Zwei Wochen stellen uns Hersteller gewöhnlich einige ihrer Produkte zu Testzwecken zur Verfügung. Je nach Terminkalender bleibt den einzelnen Redakteuren dann Zeit für mehr oder weniger ausgiebige Probefahrten. Nach dem Zafira Tourer überließ uns Opel den Cascada, ein "Ganzjahres-Cabrio", wie uns das Modell angepriesen. Eine der wenigen Versprechen, die wir nicht ausprobieren konnten, denn während der Testphase verwöhnte uns überweigend goldenes Herbstwetter, so dass die asp-Redakteure vielfach tatsächlich "oben ohne" zu Terminen erscheinen konnten.

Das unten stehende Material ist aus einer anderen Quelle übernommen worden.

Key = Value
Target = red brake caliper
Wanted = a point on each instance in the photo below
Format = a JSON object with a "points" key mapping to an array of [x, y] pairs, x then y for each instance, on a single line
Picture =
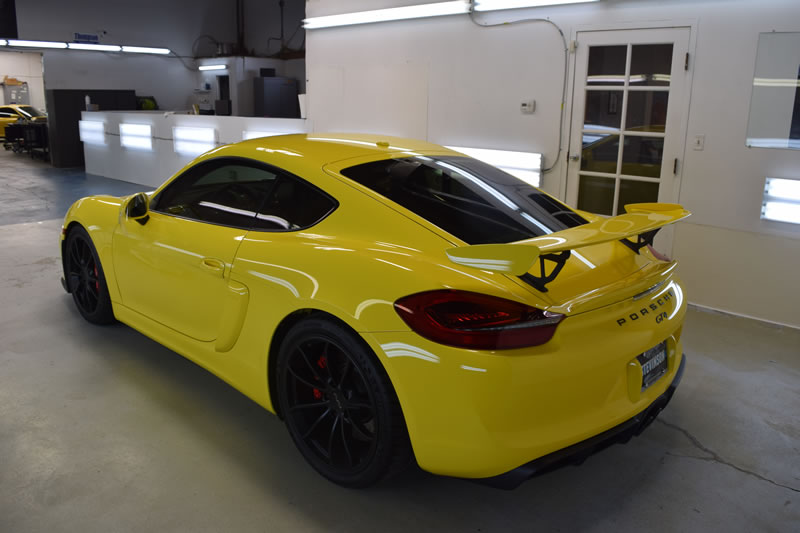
{"points": [[322, 362]]}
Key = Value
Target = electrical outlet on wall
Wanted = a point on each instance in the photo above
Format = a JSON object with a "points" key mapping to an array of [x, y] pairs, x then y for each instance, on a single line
{"points": [[527, 107]]}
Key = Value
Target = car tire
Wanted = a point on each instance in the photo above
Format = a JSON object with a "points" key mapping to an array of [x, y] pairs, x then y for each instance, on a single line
{"points": [[85, 278], [339, 406]]}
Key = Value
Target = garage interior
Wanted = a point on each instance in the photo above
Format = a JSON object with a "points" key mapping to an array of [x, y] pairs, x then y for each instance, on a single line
{"points": [[103, 429]]}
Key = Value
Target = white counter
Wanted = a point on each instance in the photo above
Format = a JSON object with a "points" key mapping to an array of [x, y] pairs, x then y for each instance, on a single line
{"points": [[105, 155]]}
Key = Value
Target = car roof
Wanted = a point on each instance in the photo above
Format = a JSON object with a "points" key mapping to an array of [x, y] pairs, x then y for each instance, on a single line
{"points": [[325, 148]]}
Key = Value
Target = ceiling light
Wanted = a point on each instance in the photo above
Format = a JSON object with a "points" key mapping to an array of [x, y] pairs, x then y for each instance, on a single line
{"points": [[494, 5], [145, 50], [36, 44], [96, 47], [382, 15], [92, 131]]}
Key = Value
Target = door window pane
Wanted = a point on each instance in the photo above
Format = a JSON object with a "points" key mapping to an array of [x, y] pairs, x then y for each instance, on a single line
{"points": [[607, 65], [641, 156], [293, 204], [651, 64], [634, 192], [596, 195], [601, 155], [219, 192], [474, 201], [647, 111], [603, 110]]}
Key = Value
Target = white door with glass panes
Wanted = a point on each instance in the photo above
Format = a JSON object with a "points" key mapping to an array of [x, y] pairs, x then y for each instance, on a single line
{"points": [[629, 103]]}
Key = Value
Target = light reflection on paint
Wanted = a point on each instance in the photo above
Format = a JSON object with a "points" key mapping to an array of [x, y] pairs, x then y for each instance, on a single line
{"points": [[392, 264], [556, 241], [331, 248], [678, 300], [363, 143], [380, 243], [583, 259], [401, 349], [367, 303], [175, 249], [310, 277], [476, 278], [480, 183], [279, 281], [388, 252]]}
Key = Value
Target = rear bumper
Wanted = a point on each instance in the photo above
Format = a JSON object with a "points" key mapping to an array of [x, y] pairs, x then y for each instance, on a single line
{"points": [[578, 453]]}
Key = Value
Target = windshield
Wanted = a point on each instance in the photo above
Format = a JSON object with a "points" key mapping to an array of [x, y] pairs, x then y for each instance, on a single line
{"points": [[476, 202], [30, 112]]}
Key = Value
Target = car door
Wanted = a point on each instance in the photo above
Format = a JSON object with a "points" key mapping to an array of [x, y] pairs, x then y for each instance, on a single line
{"points": [[174, 268]]}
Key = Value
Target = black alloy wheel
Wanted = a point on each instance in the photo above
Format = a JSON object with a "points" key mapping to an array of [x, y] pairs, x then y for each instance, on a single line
{"points": [[85, 278], [339, 406]]}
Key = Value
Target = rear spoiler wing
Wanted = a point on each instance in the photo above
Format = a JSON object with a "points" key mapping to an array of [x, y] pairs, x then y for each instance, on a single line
{"points": [[640, 220]]}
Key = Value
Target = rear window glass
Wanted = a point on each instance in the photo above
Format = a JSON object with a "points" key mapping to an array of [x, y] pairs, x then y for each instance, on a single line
{"points": [[476, 202]]}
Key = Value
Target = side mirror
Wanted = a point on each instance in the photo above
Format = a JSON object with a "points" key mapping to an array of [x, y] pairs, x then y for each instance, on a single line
{"points": [[137, 208]]}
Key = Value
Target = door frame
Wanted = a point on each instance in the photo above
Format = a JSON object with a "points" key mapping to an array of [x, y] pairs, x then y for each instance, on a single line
{"points": [[681, 136]]}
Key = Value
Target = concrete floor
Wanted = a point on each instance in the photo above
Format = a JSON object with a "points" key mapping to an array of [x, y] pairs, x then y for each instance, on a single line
{"points": [[101, 429]]}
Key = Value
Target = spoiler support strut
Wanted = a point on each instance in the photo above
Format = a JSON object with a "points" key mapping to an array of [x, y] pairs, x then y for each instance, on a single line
{"points": [[642, 240], [539, 282]]}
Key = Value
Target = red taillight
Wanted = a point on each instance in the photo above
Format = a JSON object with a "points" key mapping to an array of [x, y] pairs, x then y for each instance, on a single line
{"points": [[477, 321]]}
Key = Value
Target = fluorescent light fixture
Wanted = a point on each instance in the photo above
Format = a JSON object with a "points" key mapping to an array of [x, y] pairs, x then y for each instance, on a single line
{"points": [[193, 141], [136, 136], [92, 131], [493, 5], [382, 15], [145, 50], [253, 134], [95, 47], [36, 44], [776, 82], [523, 165], [781, 200]]}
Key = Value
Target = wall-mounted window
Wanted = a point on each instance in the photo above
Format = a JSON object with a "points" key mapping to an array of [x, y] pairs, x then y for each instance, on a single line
{"points": [[775, 104], [781, 200]]}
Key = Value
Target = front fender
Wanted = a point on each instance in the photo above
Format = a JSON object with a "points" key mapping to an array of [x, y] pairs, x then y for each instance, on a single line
{"points": [[99, 216]]}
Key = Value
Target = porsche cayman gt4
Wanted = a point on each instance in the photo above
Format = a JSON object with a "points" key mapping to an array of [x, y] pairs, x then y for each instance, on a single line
{"points": [[394, 301]]}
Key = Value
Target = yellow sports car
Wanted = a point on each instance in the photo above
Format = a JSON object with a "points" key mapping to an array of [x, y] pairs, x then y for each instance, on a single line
{"points": [[393, 300], [12, 113]]}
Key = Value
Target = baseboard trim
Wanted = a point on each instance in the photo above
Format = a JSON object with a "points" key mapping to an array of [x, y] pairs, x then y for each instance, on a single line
{"points": [[709, 309]]}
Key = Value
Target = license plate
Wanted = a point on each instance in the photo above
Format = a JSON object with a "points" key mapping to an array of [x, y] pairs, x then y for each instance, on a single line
{"points": [[654, 364]]}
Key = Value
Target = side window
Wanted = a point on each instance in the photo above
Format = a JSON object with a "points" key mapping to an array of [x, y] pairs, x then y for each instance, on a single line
{"points": [[293, 204], [226, 192]]}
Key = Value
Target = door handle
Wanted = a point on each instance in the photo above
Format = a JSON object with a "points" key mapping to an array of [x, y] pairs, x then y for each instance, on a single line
{"points": [[212, 265]]}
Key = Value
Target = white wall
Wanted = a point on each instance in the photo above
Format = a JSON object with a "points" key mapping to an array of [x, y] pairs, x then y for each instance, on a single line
{"points": [[450, 81], [151, 167], [25, 66]]}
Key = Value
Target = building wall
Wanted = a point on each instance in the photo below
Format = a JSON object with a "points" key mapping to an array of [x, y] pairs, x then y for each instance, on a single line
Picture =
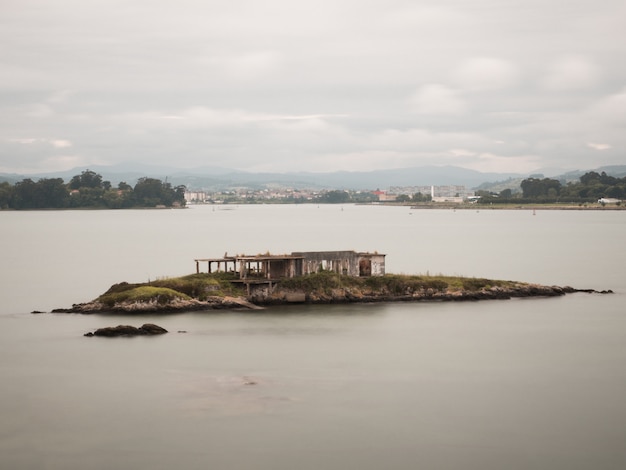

"Die Faszination, die der Cascada ausstrahlt, sowie seine hochmodernen Technologien und Ausstattungsmöglichkeiten heben ihn in Richtung Spitze des Opel-Portfolios." Häufig sind solche Marketing-Elogen aus Pressemappen ja mit Vorsicht zu genießen. Doch nach insgesamt vier Wochen mit zwei Opel-Modellen können wir festhalten: Der Blitz donnert wieder! Hier die Notizen zum Cascada.
Bernd Reich
Pro:
- Optisch sehr gelungenes, klassisches Cabrio mit Stoffverdeck. Sehr ehrlich gemacht ohne Pomp. Kompliment Opel!
- Lenkung, Getriebe und Fahrwerk gut auf langes, entspanntes Reisen abgestimmt.
- Bequeme Sitze, genügend Platz auch im gut zugänglichen Kofferraum (bei geschlossenem Verdeck).
- Der 1.6-Liter-Motor passt gut zum Charakter des Cascada.
Contra:
- Die sehr flach stehende Windschutzscheibe sorgt schon bei geringer Verschmutzung für optische Irritationen bei Nachtfahrten.
- Die beheizbare Heckscheibe steht ebenfalls sehr flach und gibt nur einen schmalen Sehschlitz frei.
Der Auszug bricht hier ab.